China's central bank said it will sell three-year bills for the first time since June 2008, prompting speculation it is preparing to raise interest rates and allow gains in the yuan to help curb inflation.

The sale of $2.2bn in the securities tomorrow would be followed by issuance every two weeks, the People's Bank of China said in statement. The bills may yield 2.75 per cent at the sale, compared with 1.93 per cent on one-year bills sold yesterday, according to the median estimate in a Bloomberg News survey of nine finance companies.

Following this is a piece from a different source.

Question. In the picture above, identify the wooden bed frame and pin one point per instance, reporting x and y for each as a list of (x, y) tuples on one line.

Selling higher-yielding bills may be a precursor to the first increase in benchmark lending rates in more than two years and allowing yuan gains, said Jiang Chao, an analyst at Guotai Junan Securities Co., the nation's largest brokerage by revenue. Policy makers from China to India have begun withdrawing economic stimulus this year, seeking to prevent asset-price bubbles as Asia leads the recovery from a global recession.

'This is meant to pave the way for the central bank to raise interest rates or resume yuan appreciation,' said Jiang. 'The PBOC can drain liquidity by issuing bills if the interest- rate hike or appreciation attracts more hot money.'

China's stocks dropped for the first time in four days, led by developers. The Shanghai Composite Index fell 0.3 per cent to 3,148.22 at the close. The seven-day repurchase rate, which measures interbank funding availability, rose eight basis points to 1.7 per cent.

Yuan forwards traded near an 11-week high on speculation China will end a 21-month-old peg to the U.S. dollar to help curb inflationary pressures. US Treasury Secretary, Timothy F. Geithner said China needed to make its own decision on when to revalue the yuan. Twelve-month non-deliverable forwards were at 6.6295 per dollar, reflecting bets the currency would strengthen 2.8 per cent from the spot rate of 6.8254.

The People's Bank is targeting a drop of 22 per cent in new lending this year from 2009's record 9.59 trillion yuan and had told banks twice this year to set aside more cash as reserves. India increased interest rates last month for the first time in almost two years. Australia's central bank has raised borrowing costs in five out of the past six meetings.